Why, Congressman, are you so responsive to the rights of African and Native Americans and so unconcerned for the plight of millions of Americans being denied their right to marry? I find it bewildering that you would sympathize with Rosa Parks' righteous desire to ride a bus with her fellow citizens but are unmoved by the basic and natural desire of millions of Americans to marry the persons whom they love and cherish. Just as you joined your colleagues in honoring the dignity and courage of Rosa Parks in defying the once unjust and discriminatory laws of your home state of Alabama, Americans in ever-increasing numbers honor the dignity and courage of same-sex couples in building and maintaining families in defiance of the unjust and discriminatory state of our current laws.
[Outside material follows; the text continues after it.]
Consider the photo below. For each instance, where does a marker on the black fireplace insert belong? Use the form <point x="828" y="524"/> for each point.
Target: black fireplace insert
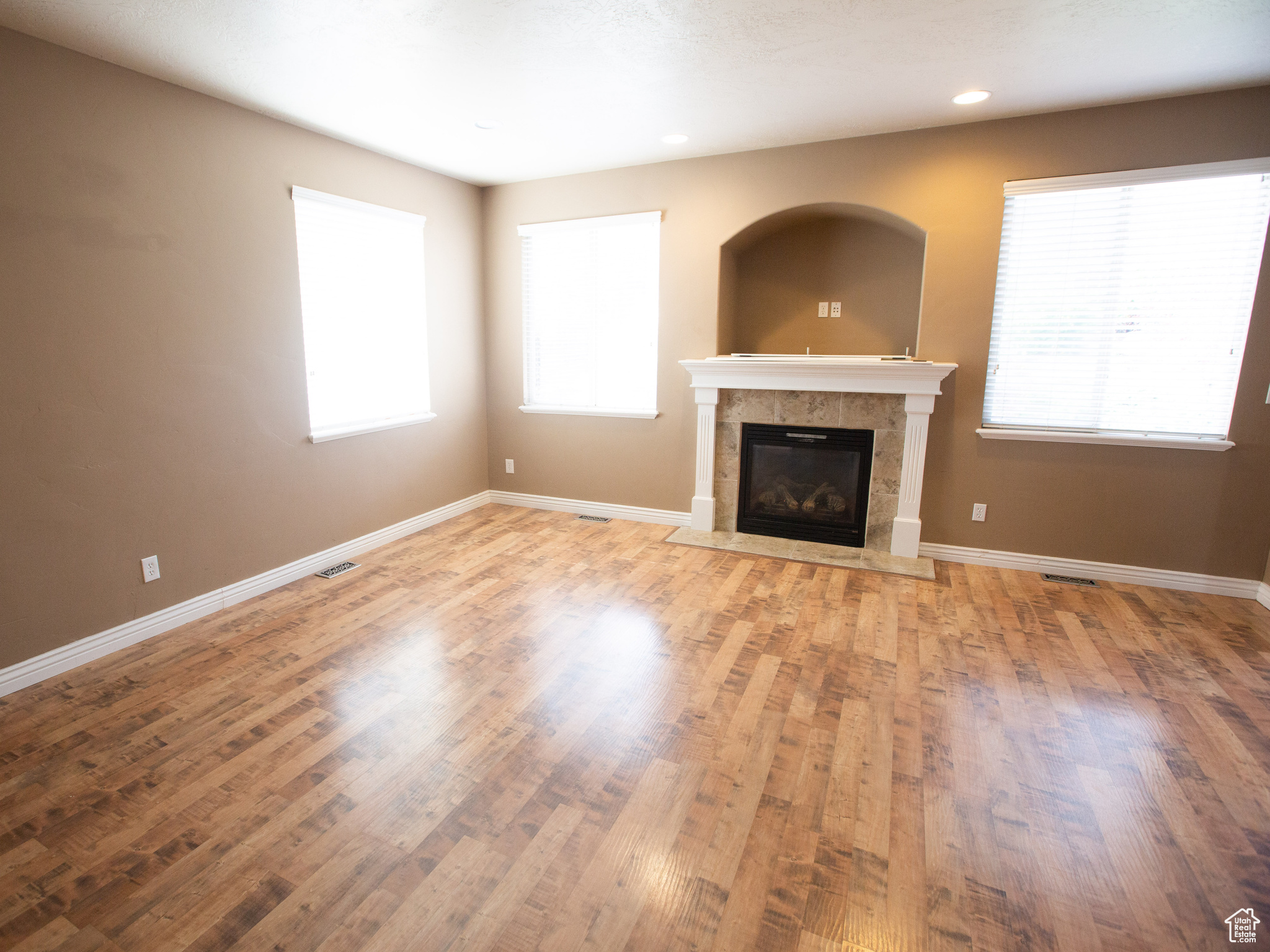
<point x="804" y="483"/>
If your deed was as good as your word, Congressman, you would join in the struggle to redress the assault upon civil liberties that stems from marriage inequality. Civil rights will only be guaranteed to all Americans when our Constitution is amended to read, "The right to marry shall not be abridged or denied by the United States or any state on account of sex or sexual orientation." You may disagree with the principles that underly such a change to our basic law, but please know that millions of Americans take these rights to be inalienable and inviolable, and will not rest until they are guaranteed to all citizens of our Republic. I urge you to reconsider your stance on this issue, and trust in any case that you shall act conscientiously.
Thank you for your attention, I hope this message finds you well.